8. Limits and next steps
A linear matrix should not be presented as a universal replacement for fine-tuning. It is a pragmatic intermediate option when full embedding-model training is too costly, when document indexes are expensive to rebuild, or when the base embedding provider cannot be modified.
- Dense-only gains are meaningful but more modest than hybrid gains.
- Hard-negative mining provides most of its value early; too many iterations may lead to diminishing returns.
- Margins and learning rates remain sensitive and should be selected against validation data.
- Future work can explore InfoNCE objectives, Top-K reranking, MMR diversification, and public benchmark comparisons.
9. Conclusion
The core lesson is operational as much as technical: enterprise RAG teams can adapt retrieval behavior without owning or fine-tuning the embedding model itself. By learning a small query-side transformation from synthetic questions and hard negatives, the system becomes more domain-aware while staying deployable.
For the Berger-Levrault French assistance use case, this approach translated into a measurable hybrid Top-4 improvement of 12.50 percentage points, with no document re-indexing and no new embedding model to serve.
10. References
- Sanjeev, S. and Troynikov, A. (2024). “Embedding Adapters”. Chroma Technical Report.

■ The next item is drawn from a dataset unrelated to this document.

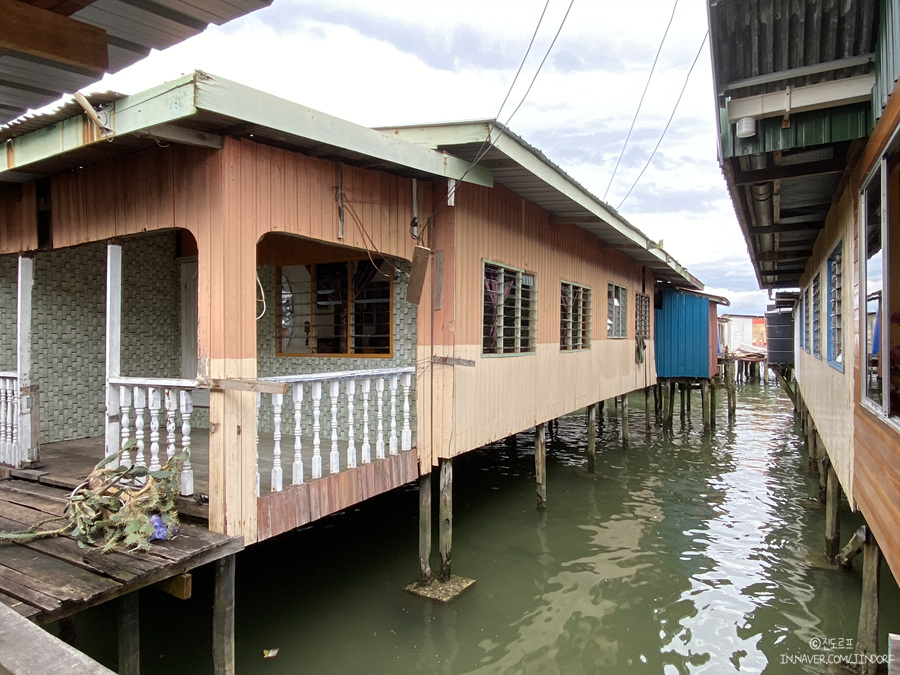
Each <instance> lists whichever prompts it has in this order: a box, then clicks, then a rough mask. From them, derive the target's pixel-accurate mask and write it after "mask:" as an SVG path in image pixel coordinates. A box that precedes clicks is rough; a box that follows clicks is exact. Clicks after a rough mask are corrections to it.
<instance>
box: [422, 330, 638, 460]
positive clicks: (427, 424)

- Moreira, G. de S. P., Osmulski, R., Xu, M., Ak, R., Schifferer, B. and Oldridge, E. (2025). “NV-Retriever: Improving Text Embedding Models with Effective Hard-Negative Mining”. arXiv:2407.15831v2, last revised 7 February 2025; first submitted 22 July 2024.
- Schopf, T., Schneider, D. N. and Matthes, F. (2023). “Efficient Domain Adaptation of Sentence Embeddings Using Adapters”. RANLP 2023 / arXiv:2307.03104.
- Yang, X., Ounis, I., McCreadie, R., Macdonald, C. and Fang, A. (2018). “On the Reproducibility and Generalisation of the Linear Transformation of Word Embeddings”. ECIR 2018.
- Faruqui, M., Dodge, J., Jauhar, S. K., Dyer, C., Hovy, E. and Smith, N. A. (2015). “Retrofitting Word Vectors to Semantic Lexicons”. NAACL-HLT 2015.